Dr. Walter Orenstein, associate director of the Emory University Vaccine Center and former director of the US Immunization Program, said the county level is where these efforts need to be organized. He said: “It is the states and provinces that know where to send the vaccine and what regulations must be put in place.”
They need money and time, said Nowak, a former CDC immunization official. “This is one of the reasons you see that many state and county health departments are saying how important it is for them to have additional resources,” he said. “Complexity will only increase.”
Coronavirus Relief and Spending Package President Donald Trump signed Sunday includes more than $ 8 billion for states to distribute the vaccine. The money should have come much earlier, and with federal government support for this effort, Dr. Ashish Jha, Dean of the School of Public Health at Brown University, chirp In frustration Monday evening.
“There seems to be no investment or plan in the last mile,” Jha wrote. “There is no effort on the part of the Feds to help states launch a real vaccination infrastructure. Did the Fed not know that vaccines were coming? Shouldn’t the vaccination sites have been planned, etc., in October or November?”
The county of Orlando, Orlando, announced Monday it will begin vaccinating seniors Tuesday at the county conference center. At a press conference earlier in the day, county health official Dr Raul Pino warned that the process would not go smoothly.
“Are you expecting mistakes?

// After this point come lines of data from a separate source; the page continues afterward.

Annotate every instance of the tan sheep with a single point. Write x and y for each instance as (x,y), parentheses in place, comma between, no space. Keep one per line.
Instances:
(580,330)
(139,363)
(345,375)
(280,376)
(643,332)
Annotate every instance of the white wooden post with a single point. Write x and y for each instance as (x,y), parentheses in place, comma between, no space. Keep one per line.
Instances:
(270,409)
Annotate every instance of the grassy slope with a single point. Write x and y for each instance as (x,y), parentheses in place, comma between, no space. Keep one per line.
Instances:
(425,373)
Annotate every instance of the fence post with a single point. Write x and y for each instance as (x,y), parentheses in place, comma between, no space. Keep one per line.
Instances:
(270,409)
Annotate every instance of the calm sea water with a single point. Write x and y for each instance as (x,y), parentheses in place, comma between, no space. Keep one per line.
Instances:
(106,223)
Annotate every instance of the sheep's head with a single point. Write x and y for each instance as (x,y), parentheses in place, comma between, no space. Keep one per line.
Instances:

Yes! We will face problems,” he said. “We will work on these issues when they come.”
They came almost immediately. A website was posted to take the appointments on Monday afternoon, but it quickly faltered County residents spent hours refreshing their screens to try to turn them on.
A retired teacher, Wayne Fraungillo, 69, spent an unproductive hour trying to make an appointment for himself and his 95-year-old father.
“This app is out of control with respect to any kind of consistency,” said Fraungello.
He said it was “appalling” to allow people of his age to get vaccinated before doctors and nurses, but decided that the vaccinations available in conference centers would not go to health care workers anyway.
They also didn’t go to Frongello and his father on Tuesday after the site crashed on him multiple times.
“Every time I start the process, I see the number of open appointments dwindling,” said an Orlando resident, just before midnight. “Now when I try to register all the fields are filled in. I have never reached the final booking page.”